2017 Prizewinner of the Nuremberg International Human Rights Award
For its courage in bringing the systematic torture and mass murders in Syria to the attention of the world public.
When in spring 2011, revolutions shook the Arab world, in Syria, men, women and children took to the streets peacefully and demanded reforms. Security forces fired into the crowds. In an attempt to break the movement, the secret services made innumerable arbitrary arrests.
At the time, “Caesar” was stationed in the military police headquarters in the north of Damascus. As military photographers, he and his colleagues were sent to take photographs of demonstrators who had been killed by firearms. In the eyes of the regime, these demonstrators were terrorists. After this, the photographers were commissioned to document the corpses of prisoners who had died during imprisonment. They had died due to torture, hunger and disease. Their tormented bodies are naked, they have only numbers, written on their skin.
“Caesar” soon realised that these were no terrorists, but simple civilians.
Over two years, he smuggled over 50,000 images out of the military hospital on memory sticks, and loaded them on to an external hard-drive. The images show humans starved and eviscerated, their skin carved with knives and burned by chemical agents, their eyes gauged and bones broken - horrendous acts done to people with the horror of the last hours of their lives still on their faces. His photos show at least 6,700 individual human beings who were tortured to death in the prisons of the Syrian state security services, with the number of the murderous facility marked on each body and on an accompanying white card.
When in summer 2013, “Caesar” was brought out of the country, the Syrian National Movement received the stolen photographs. They tried to publicise the regime’s crimes and with them approached government offices and diplomatic representations in Paris, Geneva and Washington. On July 31, 2014 “Caesar” testified before the US Congress.
But international jurisdiction has remained silent, blocked by conflicting diplomatic interests. At the UN Security Council, Bashar al-Assad’s Russian ally has vetoed all resolutions to condemn the Syrian regime or to demand referral to the International Criminal Court.

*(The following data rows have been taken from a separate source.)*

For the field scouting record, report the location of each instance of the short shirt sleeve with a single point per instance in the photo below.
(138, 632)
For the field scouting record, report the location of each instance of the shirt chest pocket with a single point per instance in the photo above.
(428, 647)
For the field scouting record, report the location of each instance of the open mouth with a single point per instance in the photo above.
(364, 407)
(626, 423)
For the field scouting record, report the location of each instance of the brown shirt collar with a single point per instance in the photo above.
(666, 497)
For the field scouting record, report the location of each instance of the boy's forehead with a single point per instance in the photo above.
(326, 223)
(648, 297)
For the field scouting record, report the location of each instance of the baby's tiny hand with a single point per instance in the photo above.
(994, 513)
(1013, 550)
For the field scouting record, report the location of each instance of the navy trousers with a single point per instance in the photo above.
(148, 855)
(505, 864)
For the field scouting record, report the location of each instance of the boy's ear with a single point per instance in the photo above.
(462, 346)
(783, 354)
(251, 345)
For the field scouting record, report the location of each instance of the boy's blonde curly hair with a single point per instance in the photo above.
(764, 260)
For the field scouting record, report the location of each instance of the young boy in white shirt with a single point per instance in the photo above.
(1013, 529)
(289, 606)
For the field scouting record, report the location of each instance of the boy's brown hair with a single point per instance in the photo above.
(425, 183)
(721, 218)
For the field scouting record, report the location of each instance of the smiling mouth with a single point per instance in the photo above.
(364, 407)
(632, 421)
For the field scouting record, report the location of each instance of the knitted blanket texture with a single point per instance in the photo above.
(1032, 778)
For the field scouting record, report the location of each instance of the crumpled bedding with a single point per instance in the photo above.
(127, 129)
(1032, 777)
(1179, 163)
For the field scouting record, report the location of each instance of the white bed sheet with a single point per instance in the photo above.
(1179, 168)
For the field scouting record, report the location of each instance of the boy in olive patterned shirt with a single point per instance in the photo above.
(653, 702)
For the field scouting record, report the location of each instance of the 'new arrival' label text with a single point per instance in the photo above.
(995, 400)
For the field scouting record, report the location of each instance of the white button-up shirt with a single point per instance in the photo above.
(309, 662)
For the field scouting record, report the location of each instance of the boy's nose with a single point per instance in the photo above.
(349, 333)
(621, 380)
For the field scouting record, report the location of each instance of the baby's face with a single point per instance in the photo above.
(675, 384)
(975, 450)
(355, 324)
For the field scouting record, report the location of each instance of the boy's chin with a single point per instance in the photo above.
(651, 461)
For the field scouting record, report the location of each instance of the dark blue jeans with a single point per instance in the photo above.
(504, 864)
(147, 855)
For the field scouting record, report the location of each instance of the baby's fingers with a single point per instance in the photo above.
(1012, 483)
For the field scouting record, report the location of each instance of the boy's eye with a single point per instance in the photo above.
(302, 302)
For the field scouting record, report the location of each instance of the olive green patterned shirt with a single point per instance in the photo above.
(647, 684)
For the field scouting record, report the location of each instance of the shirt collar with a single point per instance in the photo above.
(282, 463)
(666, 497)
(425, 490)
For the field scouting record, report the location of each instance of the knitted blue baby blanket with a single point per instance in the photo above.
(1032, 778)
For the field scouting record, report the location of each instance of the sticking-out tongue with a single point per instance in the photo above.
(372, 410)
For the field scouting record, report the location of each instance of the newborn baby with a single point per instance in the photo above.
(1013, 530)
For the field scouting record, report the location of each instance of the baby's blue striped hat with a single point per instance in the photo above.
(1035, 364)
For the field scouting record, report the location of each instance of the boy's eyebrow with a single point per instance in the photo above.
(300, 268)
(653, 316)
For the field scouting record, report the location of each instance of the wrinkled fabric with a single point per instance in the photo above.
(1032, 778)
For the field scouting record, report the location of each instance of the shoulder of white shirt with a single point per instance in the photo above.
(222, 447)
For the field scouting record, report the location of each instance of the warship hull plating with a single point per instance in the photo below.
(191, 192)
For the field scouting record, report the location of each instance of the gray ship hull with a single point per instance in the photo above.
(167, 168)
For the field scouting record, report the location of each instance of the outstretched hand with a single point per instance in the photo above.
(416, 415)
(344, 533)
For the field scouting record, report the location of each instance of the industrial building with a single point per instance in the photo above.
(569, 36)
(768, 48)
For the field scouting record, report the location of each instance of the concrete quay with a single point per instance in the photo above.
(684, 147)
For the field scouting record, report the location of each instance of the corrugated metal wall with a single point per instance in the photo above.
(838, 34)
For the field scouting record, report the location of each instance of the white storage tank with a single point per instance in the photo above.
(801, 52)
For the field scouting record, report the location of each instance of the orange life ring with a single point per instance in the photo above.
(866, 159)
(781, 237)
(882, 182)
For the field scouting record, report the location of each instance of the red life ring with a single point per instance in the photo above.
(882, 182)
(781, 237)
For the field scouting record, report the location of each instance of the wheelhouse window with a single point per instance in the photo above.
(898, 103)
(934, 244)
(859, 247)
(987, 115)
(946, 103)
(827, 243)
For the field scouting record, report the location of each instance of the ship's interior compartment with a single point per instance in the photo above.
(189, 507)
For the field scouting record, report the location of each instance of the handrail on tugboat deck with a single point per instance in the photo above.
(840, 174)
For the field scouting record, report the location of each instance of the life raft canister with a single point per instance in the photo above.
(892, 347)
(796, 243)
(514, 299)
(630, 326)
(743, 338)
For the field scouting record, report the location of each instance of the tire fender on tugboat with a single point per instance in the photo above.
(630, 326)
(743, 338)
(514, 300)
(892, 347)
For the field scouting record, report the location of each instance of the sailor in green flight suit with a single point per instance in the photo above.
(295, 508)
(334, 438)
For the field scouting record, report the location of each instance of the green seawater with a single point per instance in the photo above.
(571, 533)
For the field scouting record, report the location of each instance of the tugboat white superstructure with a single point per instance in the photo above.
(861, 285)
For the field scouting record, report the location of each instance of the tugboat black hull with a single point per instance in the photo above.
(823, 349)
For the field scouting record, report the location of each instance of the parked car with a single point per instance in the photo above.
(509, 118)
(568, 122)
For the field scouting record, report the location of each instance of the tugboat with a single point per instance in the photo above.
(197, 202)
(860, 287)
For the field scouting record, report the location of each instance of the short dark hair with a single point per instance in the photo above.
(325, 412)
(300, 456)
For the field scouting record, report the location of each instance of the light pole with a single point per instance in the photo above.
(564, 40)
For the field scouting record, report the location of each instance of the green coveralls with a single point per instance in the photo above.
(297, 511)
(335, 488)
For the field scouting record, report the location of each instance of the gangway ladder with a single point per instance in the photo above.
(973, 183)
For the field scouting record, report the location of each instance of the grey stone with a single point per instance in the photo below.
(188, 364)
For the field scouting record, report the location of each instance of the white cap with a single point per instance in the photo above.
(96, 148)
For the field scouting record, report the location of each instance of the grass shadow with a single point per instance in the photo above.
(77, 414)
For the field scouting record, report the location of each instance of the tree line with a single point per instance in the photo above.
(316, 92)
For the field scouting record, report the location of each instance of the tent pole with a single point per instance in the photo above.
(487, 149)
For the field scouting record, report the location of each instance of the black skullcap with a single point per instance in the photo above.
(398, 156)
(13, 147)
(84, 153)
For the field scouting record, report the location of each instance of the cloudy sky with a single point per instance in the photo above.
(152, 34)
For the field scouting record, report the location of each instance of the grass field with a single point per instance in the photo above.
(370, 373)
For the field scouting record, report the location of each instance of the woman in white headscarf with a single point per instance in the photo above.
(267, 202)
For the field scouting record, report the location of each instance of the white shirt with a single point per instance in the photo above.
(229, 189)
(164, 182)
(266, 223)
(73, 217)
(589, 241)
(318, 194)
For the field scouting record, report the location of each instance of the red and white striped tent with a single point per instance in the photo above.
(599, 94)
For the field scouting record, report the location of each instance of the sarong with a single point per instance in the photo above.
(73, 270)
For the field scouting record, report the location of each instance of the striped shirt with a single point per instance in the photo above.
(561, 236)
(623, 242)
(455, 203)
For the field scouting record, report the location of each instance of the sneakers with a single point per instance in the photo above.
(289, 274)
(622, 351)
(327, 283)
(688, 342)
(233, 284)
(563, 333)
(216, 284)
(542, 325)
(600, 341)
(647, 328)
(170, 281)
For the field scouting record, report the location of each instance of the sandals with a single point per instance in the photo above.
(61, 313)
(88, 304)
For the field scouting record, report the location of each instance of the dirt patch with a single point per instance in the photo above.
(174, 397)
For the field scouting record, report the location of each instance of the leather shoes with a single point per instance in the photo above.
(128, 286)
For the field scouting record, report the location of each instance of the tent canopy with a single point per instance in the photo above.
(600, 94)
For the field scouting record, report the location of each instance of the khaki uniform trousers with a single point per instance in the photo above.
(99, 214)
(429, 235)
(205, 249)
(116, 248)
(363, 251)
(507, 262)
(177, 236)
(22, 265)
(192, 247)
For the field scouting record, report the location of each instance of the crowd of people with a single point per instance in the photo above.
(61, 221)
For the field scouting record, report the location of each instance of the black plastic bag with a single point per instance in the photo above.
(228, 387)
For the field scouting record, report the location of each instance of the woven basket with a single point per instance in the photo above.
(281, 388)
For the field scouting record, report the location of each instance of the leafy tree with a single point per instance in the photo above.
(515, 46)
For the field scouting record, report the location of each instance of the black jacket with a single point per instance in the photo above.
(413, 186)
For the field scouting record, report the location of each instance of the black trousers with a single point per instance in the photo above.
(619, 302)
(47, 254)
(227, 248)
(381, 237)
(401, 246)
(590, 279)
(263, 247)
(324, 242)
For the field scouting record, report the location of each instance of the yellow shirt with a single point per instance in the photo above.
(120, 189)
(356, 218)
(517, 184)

National jurisdictions are the only solution. Therefore western lawyers in Europe and in the USA have brought charges against the regime in their countries. In France (October 2016), in Spain (February 2017) and in Germany (March 2017), criminal charges against the rulers of the Syrian regime were filed.
“Caesar” was no activist.
He did not even demonstrate against the rulers. But one day, this man said No! No to the crimes of the regime of Bashar al-Assad and to the despotism of its intelligence services. He said No! without having any idea where his rejection might lead him and what a long and insecure path lay before him. Until today.